What did Google actually publish?

Strip away the engineering and the format is almost boring, which is the point. The standard says: represent your knowledge as a folder of plain text files. One file per concept. A concept is anything worth knowing, such as a product, a metric, a service, a customer problem, a competitor, or a rule for how your team works.

Each file carries a few labeled fields at the top: what type of thing it is, a title, a one line description, and when it was last touched. Below that is plain writing. Files link to each other, so the folder becomes a connected map rather than a pile of documents. A human curates it. The AI handles the tedious upkeep that people always abandon. No special software, no vendor lock-in, readable by a person and a machine at the same time.

Google built this so the AI agents working on company data stop guessing. The part that matters to a revenue leader is the problem it was built to solve.

The problem finally has a name

Google calls the starting condition a fragmented context landscape. In plain terms: the facts an AI needs are scattered across systems that do not talk to each other, written in different words, with half of it living only in the head of one senior person. When an AI tries to answer a real question, it has to reassemble that answer from the scattered pieces, and it does a mediocre job.

Read that with your own company in mind. That paragraph is a description of your business.

Ask your team a simple question: what is our position against our top competitor? The honest answer is that the real version lives in five places at once. Part is in the CRM. Part is in a folder on a shared drive. Part is in a Slack thread from last quarter. Part is in an old proposal nobody can find. The best part is in the head of the one rep who has won that matchup six times. Nobody has written it down in one place, in one voice, that everyone agrees on. That is the fragmented context landscape, at company scale.

About 40%

Salesforce's 2026 State of Sales report finds the average rep spends roughly 40 percent of the workweek actually selling. The other 60 percent goes to admin, data entry, internal meetings, and hunting for the right information and content. A real slice of that 60 percent is people rebuilding answers that should already exist, because the answer is scattered and out of date.

Source: Salesforce, 2026 State of Sales

You are paying full salary for people to reassemble context that a curated knowledge base would hand them in seconds. That cost is already on your books whether you track it or not.

Why does your AI give generic answers about your company?

Start inside the building. Your reps now have AI assistants. When a rep asks one to draft a reply to a security objection or build a competitor brief, it pulls from those same scattered, inconsistent sources, so it hands back a generic answer a buyer can smell. The temptation is to blame the model and go shopping for a better one. Most of the time the model is fine. What you fed it was thin, scattered, and out of date.
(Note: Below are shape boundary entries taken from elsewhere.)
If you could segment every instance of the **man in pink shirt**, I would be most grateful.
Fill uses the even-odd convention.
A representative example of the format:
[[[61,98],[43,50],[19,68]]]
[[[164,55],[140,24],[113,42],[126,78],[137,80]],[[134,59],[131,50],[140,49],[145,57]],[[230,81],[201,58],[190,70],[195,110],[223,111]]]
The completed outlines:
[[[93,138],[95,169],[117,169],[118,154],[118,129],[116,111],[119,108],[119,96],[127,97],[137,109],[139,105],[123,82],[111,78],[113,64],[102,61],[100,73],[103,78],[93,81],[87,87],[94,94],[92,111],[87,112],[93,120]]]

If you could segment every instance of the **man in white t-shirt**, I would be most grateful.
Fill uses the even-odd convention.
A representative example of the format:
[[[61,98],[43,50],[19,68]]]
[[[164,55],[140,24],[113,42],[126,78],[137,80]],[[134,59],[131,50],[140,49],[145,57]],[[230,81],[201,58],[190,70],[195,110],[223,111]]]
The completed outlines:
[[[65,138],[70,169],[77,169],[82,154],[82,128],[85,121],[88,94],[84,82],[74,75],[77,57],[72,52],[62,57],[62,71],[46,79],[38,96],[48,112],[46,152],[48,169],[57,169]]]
The same gap shows up outside the building. Buyers now ask ChatGPT, Claude, Gemini, and Perplexity who to consider before they ever open a website. Gartner finds 61 percent of B2B buyers would prefer a fully rep-free buying experience, and most finish the bulk of their research before they contact you. Those systems build a picture of your company from whatever they can find. When your site says one thing, your LinkedIn says another, and your Google Business Profile is half empty, the picture is blurry and you do not get named.
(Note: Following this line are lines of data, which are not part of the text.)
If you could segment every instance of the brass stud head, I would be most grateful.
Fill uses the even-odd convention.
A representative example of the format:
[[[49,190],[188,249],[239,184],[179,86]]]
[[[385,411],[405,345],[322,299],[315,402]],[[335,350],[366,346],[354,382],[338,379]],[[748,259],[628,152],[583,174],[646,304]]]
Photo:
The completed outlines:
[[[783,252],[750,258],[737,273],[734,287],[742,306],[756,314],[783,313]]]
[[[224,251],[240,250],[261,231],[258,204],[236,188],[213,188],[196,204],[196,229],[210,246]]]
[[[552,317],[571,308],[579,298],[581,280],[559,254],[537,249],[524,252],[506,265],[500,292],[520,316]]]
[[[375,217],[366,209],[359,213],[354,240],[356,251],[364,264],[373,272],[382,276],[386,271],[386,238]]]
Both failures share one root cause, and one fix: structured, consistent, curated knowledge.

The governance point most people will miss

One line in Google's design philosophy is worth sitting with. The knowledge is curated by your team and managed like code. The AI handles the bookkeeping. A human owns the truth.
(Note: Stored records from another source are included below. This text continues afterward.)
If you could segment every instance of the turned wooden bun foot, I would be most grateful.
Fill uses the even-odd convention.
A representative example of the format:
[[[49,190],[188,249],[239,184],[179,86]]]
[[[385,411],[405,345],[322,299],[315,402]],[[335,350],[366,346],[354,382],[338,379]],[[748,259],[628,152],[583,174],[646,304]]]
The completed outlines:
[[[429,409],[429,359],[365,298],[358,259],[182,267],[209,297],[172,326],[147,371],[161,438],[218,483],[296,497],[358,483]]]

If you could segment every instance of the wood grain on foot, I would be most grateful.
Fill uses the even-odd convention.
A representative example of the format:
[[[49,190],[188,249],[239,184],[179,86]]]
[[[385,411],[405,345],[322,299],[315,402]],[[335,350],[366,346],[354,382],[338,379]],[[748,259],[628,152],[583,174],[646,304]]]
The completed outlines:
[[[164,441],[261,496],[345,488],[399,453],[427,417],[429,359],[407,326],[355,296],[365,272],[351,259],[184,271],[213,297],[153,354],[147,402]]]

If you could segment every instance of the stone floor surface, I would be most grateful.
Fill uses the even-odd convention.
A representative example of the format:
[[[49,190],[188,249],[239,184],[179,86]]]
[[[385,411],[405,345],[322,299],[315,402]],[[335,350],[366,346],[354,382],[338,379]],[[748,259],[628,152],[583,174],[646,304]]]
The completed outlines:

That is the whole argument for what we call human above the loop. AI is very good at the upkeep people hate: updating cross references, touching many files in one pass, keeping things tidy. Humans are the only ones who can decide what is true, what is approved, and what should ever reach a buyer. A knowledge base built this way makes your people faster while a responsible human still owns every buyer-facing move. Speed and accountability at the same time.

What should you build this quarter?

You do not need Google's tooling or an engineer to act on this. You need the discipline behind it. A starter your team can stand up in a few weeks, no hire required:

  1. One concept per file

    Open a shared folder. Make one document for each thing worth knowing: each service, each ideal customer segment, each common objection, each competitor, each proof point. Resist the urge to dump everything into one giant doc.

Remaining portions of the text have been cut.